KYIV,— Russian gas exports through pipelines running across Ukraine came to a halt on January 1, 2025, signaling the end of Moscow’s decades-long control over Europe’s energy markets.
The cessation followed Ukraine’s refusal to extend a transit agreement, according to Gazprom, Russia’s state-run energy company. The interruption, which had been widely anticipated, marks a shift in Europe’s energy landscape, although it is not expected to have an immediate impact on consumer prices in the European Union.
During the height of the energy crisis in 2022, reduced Russian gas supplies had led to skyrocketing prices, exacerbating inflation and putting pressure on EU economies.
However, European countries have since made strides in reducing their dependence on Russian energy by diversifying their sources. Key buyers of Russian gas, including Slovakia and Austria, have secured alternative supplies, while Hungary will continue to receive Russian gas through the TurkStream pipeline, which runs under the Black Sea.
Meanwhile, the breakaway pro-Russian region of Transdniestria in Moldova, which also relied on Russian gas transiting through Ukraine, faced energy shortages. Local authorities in Transdniestria shut off heating and hot water for households, urging residents to stay warm by using blankets and electric heaters.
Ukrainian President Volodymyr Zelensky described the halt of Russian gas transit as a major setback for Moscow and a “historic moment” for Ukraine. He urged the U.S. to increase gas supplies to Europe in order to speed up the continent’s energy independence from Russia.
In a post on the Telegram messaging app, Zelensky highlighted the importance of supporting Moldova during this “energy transformation” period.
The European Commission had already braced for the gas disruption, with a spokesperson reassuring that the EU’s gas infrastructure had been reinforced.
A spokesperson stated that Europe’s gas infrastructure is capable of handling non-Russian gas. Since 2022, it has been strengthened with substantial new LNG import capacities.
The cessation of gas flows represents a blow to Russia, which had once controlled about 35% of the European gas market.
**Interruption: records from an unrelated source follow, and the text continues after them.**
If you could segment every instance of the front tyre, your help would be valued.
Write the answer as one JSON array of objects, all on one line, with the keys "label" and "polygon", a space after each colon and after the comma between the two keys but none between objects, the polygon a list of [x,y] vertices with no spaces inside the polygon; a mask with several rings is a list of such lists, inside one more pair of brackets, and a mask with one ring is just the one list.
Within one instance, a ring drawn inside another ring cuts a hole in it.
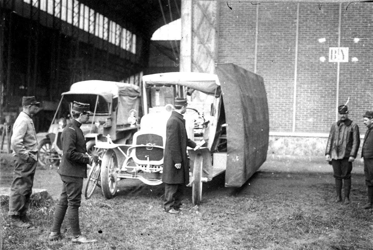
[{"label": "front tyre", "polygon": [[112,198],[116,193],[117,168],[115,152],[112,149],[108,150],[102,156],[101,172],[102,194],[107,199]]},{"label": "front tyre", "polygon": [[94,162],[93,166],[91,169],[88,175],[87,183],[85,185],[84,197],[89,199],[92,196],[96,187],[101,187],[100,176],[101,169],[101,161],[98,160]]}]

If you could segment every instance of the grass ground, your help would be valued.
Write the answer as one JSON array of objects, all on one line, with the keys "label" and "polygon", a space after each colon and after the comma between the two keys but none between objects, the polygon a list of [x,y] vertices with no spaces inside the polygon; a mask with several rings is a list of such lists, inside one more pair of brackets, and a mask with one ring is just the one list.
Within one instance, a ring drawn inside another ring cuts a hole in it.
[{"label": "grass ground", "polygon": [[163,185],[125,182],[113,199],[97,190],[82,201],[82,231],[97,243],[70,243],[65,222],[65,239],[48,241],[55,201],[46,200],[31,207],[34,227],[29,229],[9,227],[7,207],[1,205],[3,249],[373,249],[373,213],[361,209],[366,201],[361,174],[353,176],[348,205],[332,202],[329,173],[259,172],[238,189],[224,187],[219,176],[204,184],[199,207],[192,207],[188,189],[186,209],[176,215],[161,209]]}]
Since the war in Ukraine began, the EU has increasingly relied on Norway for piped gas and has ramped up LNG imports from Qatar and the United States.
Ukraine’s refusal to extend the deal means it will lose up to $1 billion annually in transit fees, though it plans to offset the loss by raising gas transmission tariffs for domestic consumers. At the same time, Gazprom faces losses of around $5 billion due to reduced gas exports.
The reduction in Russian gas flowing through Ukraine has been notable. In 2023, only 15 billion cubic meters (bcm) of Russian gas were shipped via Ukraine, down from 65 bcm in 2020, when the last five-year contract was still in effect.
The once-prominent Nord Stream pipeline, which traversed the Baltic Sea to Germany, was damaged in 2022, and the Yamal-Europe pipeline, which ran through Belarus, has also been shut down.
Slovakia, which was one of the last EU countries still receiving Russian gas through Ukraine, has adapted by sourcing gas from Germany and Hungary, though it faces higher transit costs. Austria also saw a sharp decline in Russian gas deliveries, from 200 gigawatt hours (GWh) per day in recent weeks to just 7 GWh per day starting on January 1.
As the EU works to eliminate its reliance on Russian gas, the geopolitical and economic consequences of this transition will continue to unfold. The move away from Russian energy is seen as a long-term strategy to secure Europe’s energy future and reduce vulnerability to Moscow’s influence.